TAO
Clinical safety rating: caution
Comprehensive clinical and safety monograph for TAO (TAO).
Troleandomycin (TAO) is a macrolide antibiotic that inhibits bacterial protein synthesis by binding to the 50S ribosomal subunit, preventing peptide chain elongation.
| Metabolism | Primarily hepatic via cytochrome P450 3A4 (CYP3A4); inhibits CYP3A4, leading to drug interactions. |
| Excretion | Primarily hepatic metabolism with <10% excreted unchanged in urine; approximately 30% excreted in feces via bile. |
| Half-life | Terminal elimination half-life of 12-24 hours in adults; may be prolonged in hepatic impairment (up to 40-60 hours) and in neonates (2-5 days). |
| Protein binding | 92-94% primarily to albumin and α1-acid glycoprotein. |
| Volume of Distribution | 0.5-0.8 L/kg, indicating moderate tissue distribution. |
| Bioavailability | Oral: 30-40% (variable due to first-pass metabolism); intramuscular: 70-80%. |
| Onset of Action | Oral: 1-2 hours; intravenous: within 30 minutes; topical: several hours to days for effect. |
| Duration of Action | Oral: 6-12 hours; IV: 8-12 hours; duration may be extended in hepatic dysfunction. |
| Molecular Weight | 180.16 |
250-500 mg orally every 6 hours or 500 mg intravenously every 6 hours. For severe infections, up to 500 mg every 6 hours IV.
| Dosage form | SUSPENSION |
| Renal impairment | CrCl 10-50 mL/min: administer 250 mg every 6-8 hours or 500 mg every 12 hours. CrCl <10 mL/min: 250 mg every 12 hours or 500 mg every 24 hours. |
| Liver impairment | Child-Pugh Class A: no adjustment. Class B: reduce dose by 50% or extend interval to every 8-12 hours. Class C: avoid use or reduce dose by 75% with monitoring. |
| Pediatric use | Neonates: 20-30 mg/kg/day divided every 12 hours.
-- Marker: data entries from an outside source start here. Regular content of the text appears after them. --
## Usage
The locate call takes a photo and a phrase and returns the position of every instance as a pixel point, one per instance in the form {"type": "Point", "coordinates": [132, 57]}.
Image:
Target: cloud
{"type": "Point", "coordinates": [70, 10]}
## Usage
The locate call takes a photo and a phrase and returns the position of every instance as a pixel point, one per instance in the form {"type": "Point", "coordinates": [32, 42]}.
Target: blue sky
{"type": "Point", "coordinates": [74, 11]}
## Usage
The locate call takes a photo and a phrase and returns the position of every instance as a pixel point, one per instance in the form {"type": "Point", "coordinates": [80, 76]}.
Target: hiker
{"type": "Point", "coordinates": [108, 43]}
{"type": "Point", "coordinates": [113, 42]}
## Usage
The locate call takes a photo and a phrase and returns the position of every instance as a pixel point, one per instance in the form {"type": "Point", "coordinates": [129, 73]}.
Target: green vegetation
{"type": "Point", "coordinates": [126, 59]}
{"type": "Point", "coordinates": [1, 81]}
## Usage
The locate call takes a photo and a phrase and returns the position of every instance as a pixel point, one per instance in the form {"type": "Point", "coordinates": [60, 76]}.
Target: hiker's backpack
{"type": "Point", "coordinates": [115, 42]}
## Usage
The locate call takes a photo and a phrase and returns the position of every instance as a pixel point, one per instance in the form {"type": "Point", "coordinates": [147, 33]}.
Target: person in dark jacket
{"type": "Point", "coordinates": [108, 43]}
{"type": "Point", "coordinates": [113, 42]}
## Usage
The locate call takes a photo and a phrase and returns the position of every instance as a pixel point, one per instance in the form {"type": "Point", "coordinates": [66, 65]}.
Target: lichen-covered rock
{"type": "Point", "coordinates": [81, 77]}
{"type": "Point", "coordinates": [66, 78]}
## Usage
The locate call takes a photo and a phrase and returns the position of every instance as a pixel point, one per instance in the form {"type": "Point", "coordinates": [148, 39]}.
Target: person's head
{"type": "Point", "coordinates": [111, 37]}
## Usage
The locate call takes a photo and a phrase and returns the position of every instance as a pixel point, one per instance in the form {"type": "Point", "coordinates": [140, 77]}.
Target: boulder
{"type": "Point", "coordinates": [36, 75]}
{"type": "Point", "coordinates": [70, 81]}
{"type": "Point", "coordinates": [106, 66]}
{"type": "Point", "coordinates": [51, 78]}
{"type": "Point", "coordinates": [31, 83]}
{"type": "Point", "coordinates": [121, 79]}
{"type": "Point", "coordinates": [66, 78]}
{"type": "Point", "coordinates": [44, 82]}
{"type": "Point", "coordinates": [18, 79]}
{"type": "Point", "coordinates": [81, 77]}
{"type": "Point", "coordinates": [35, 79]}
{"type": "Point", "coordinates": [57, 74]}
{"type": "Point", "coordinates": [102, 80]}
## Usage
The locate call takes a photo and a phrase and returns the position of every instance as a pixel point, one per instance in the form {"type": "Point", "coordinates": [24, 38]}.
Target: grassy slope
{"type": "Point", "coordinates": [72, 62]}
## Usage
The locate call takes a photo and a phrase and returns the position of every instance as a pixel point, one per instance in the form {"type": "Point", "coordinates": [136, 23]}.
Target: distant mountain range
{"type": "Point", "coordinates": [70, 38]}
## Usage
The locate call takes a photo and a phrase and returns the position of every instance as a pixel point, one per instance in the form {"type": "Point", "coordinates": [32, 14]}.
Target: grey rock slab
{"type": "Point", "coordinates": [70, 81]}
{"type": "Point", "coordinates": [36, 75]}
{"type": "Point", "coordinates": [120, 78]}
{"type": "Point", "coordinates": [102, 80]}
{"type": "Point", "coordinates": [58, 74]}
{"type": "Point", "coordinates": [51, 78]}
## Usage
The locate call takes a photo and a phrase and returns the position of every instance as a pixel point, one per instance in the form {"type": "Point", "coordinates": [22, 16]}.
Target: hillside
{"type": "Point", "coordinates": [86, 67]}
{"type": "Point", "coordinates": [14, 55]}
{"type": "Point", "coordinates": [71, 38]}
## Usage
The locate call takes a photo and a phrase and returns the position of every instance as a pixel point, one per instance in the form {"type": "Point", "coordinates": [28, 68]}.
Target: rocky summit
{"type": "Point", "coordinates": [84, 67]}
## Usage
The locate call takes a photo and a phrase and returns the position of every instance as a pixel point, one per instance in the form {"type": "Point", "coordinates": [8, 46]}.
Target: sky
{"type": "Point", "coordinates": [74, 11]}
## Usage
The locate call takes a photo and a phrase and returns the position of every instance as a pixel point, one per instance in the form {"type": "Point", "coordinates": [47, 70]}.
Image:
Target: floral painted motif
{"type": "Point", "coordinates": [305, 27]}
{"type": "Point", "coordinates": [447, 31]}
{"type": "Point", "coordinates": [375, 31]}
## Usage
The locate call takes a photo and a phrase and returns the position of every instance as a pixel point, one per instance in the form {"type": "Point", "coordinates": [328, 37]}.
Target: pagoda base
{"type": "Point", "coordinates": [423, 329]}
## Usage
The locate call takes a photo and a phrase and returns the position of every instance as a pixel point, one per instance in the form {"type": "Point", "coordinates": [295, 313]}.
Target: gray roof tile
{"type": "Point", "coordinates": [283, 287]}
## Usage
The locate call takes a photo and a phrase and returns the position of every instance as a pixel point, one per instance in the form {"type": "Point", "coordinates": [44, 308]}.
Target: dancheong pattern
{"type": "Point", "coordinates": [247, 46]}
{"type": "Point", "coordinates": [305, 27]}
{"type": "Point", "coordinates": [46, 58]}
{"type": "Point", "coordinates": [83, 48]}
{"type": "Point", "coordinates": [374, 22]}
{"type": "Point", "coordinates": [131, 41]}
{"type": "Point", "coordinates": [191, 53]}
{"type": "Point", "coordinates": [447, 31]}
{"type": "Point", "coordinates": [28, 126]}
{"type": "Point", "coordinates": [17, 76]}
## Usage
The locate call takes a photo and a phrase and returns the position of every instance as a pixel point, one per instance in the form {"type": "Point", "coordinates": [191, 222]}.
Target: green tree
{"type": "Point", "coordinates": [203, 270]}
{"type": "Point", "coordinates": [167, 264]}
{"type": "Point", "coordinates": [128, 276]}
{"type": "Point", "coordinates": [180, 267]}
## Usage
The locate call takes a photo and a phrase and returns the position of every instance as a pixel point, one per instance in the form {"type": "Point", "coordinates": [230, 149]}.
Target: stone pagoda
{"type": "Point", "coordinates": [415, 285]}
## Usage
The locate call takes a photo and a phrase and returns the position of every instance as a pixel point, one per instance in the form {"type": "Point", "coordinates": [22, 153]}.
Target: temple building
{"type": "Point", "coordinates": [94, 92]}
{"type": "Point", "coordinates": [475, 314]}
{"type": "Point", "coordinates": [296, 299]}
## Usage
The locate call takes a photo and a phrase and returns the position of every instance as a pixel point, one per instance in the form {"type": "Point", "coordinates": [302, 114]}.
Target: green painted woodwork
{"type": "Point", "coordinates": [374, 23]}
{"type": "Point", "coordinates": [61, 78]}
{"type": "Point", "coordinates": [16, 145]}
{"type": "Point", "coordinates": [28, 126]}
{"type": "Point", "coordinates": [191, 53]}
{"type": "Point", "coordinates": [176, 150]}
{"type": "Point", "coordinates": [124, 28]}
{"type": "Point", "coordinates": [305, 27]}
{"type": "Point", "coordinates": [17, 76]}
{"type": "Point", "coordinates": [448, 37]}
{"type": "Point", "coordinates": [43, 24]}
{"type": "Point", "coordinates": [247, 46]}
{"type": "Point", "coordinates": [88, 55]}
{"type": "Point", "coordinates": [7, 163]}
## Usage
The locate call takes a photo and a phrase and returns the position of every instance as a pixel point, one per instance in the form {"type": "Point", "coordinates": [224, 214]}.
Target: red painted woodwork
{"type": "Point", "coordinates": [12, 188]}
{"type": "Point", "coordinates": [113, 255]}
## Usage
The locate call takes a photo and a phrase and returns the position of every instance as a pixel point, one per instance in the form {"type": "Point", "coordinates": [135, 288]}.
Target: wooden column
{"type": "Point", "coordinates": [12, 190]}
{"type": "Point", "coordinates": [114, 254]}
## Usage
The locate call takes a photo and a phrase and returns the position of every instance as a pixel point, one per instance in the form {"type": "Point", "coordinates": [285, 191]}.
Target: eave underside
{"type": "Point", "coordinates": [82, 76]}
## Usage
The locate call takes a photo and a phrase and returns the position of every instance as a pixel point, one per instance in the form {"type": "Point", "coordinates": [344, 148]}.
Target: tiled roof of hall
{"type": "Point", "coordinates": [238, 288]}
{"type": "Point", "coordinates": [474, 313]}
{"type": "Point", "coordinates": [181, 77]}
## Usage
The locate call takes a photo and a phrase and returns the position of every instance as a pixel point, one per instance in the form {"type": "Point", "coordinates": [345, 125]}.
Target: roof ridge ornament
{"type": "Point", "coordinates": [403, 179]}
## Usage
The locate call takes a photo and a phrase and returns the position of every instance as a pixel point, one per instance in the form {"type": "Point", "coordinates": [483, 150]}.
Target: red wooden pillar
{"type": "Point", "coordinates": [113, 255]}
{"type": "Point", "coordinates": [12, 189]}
Infants/children: 40-50 mg/kg/day orally divided every 6 hours or 30-40 mg/kg/day IV divided every 6 hours. |
| Geriatric use | Initiate at lower end of dosing range (250 mg every 6 hours) and adjust based on renal function; monitor for QT prolongation and electrolyte disturbances. |
| 1st trimester | Avoid; associated with congenital anomalies including cardiac defects and neural tube defects. |
| 2nd trimester | Avoid; risk of fetal growth restriction and preterm birth. |
| 3rd trimester | Avoid; risk of neonatal hemorrhage and premature closure of ductus arteriosus. |
Clinical note
Comprehensive clinical and safety monograph for TAO (TAO).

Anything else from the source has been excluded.